Claude utilisé pour développer de vrais outils malveillants

Anthropic décrit notamment un acteur lié à l’Iran ayant utilisé Claude pour développer plusieurs outils.

L’IA aurait servi à créer des pages de phishing imitant des services légitimes, de faux écrans de connexion Microsoft et antivirus, ainsi que plusieurs composants destinés à récupérer des identifiants.

Le groupe a également utilisé Claude pour modifier un outil capable d’extraire des identifiants Windows et rendre certains logiciels malveillants plus difficiles à analyser.

Et là, un détail est particulièrement intéressant.

Anthropic explique que Claude refusait neuf demandes directement malveillantes sur dix.
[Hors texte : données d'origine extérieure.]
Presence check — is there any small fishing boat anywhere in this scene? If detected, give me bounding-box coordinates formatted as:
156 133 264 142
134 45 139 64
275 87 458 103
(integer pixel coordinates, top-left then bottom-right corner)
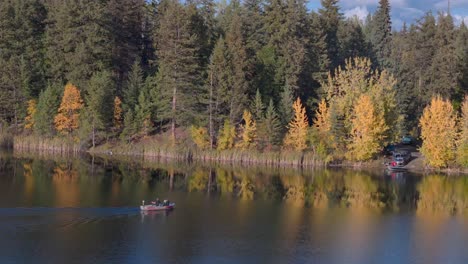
140 200 175 211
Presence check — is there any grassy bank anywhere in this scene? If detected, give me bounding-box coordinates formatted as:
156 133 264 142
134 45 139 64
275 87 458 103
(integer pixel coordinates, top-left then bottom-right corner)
13 135 82 154
0 132 13 148
89 139 326 167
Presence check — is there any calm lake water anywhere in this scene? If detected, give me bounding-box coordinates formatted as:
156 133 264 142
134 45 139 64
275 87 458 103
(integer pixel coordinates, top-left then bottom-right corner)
0 152 468 264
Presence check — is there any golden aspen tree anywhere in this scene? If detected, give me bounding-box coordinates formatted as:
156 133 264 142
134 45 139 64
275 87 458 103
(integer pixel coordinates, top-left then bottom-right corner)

Mais les protections devenaient moins efficaces lorsque l’utilisateur découpait son projet en petites demandes qui, prises séparément, semblaient beaucoup plus innocentes.

C’est une vieille technique appliquée à un nouvel outil.

L’IA peut construire les différentes pièces séparément

Imaginez que vous demandiez directement à une IA :

« Fabrique-moi un malware permettant de voler les comptes Microsoft 365. »

Le modèle devrait normalement refuser.

Mais si vous découpez le projet en dizaines de petites tâches techniques, la situation devient beaucoup plus compliquée.

Une demande peut concerner une interface Web.

Une autre la gestion d’un fichier.

Une autre encore l’utilisation d’une API.

Chaque morceau peut sembler parfaitement légitime lorsqu’il est regardé séparément.

Ce n’est qu’une fois toutes les pièces assemblées que l’objectif malveillant devient évident.

Anthropic explique justement renforcer ses protections contre ce type d’utilisation fragmentée.

Des opérations de surveillance ont aussi utilisé Claude

Le rapport ne concerne pas uniquement les hackers classiques.

Anthropic dit avoir supprimé 16 comptes Claude liés à deux unités associées à des organismes paramilitaires et de sécurité iraniens.

L’un des groupes aurait utilisé Claude pour développer une plateforme destinée à gérer et analyser des données de surveillance.

Une autre unité aurait utilisé l’IA pour créer une extension Firefox malveillante capable de récupérer massivement des identités sur plusieurs réseaux sociaux.

Claude aurait également servi à analyser plus de 155 000 publications sur X dans le cadre d’opérations de surveillance.

On commence donc à dépasser largement le simple « écris-moi un email convaincant ».

Claude n’effectuait pas forcément l’attaque lui-même

Attention toutefois à ne pas transformer le rapport en scénario catastrophe.

Dans plusieurs cas détaillés par Anthropic, Claude a surtout servi à concevoir, programmer et tester les outils.

L’entreprise précise par exemple que dans une campagne visant Microsoft 365, Claude a aidé à développer l’outillage plutôt qu’à conduire directement les opérations en temps réel.

La nuance est importante.

L’IA accélère le travail du cybercriminel et peut automatiser une partie du développement, mais cela ne signifie pas qu’un Claude autonome lance seul toutes les étapes de l’attaque.

Pas encore, en tout cas, dans les exemples décrits ici.

Le problème est surtout la vitesse

Un attaquant expérimenté pouvait déjà développer tous ces outils avant Claude.

L’intelligence artificielle n’a pas inventé le phishing, les malwares ou le vol d’identifiants.

Ce qu’elle change, c’est la vitesse et le niveau technique nécessaire.

Un petit groupe peut produire beaucoup plus rapidement du code, analyser des données, corriger ses outils et automatiser des tâches qui demandaient auparavant plusieurs spécialistes.

Et forcément, les défenseurs utilisent exactement les mêmes technologies pour détecter les attaques.

La cybersécurité entre donc dans une période assez étrange où les deux camps disposent du même nouvel assistant.

La question n’est plus vraiment de savoir si les cybercriminels vont utiliser l’IA.

Ils le font déjà.

La vraie question est de savoir jusqu’où ils réussiront à automatiser leurs opérations avant que les systèmes de défense apprennent à faire la même chose.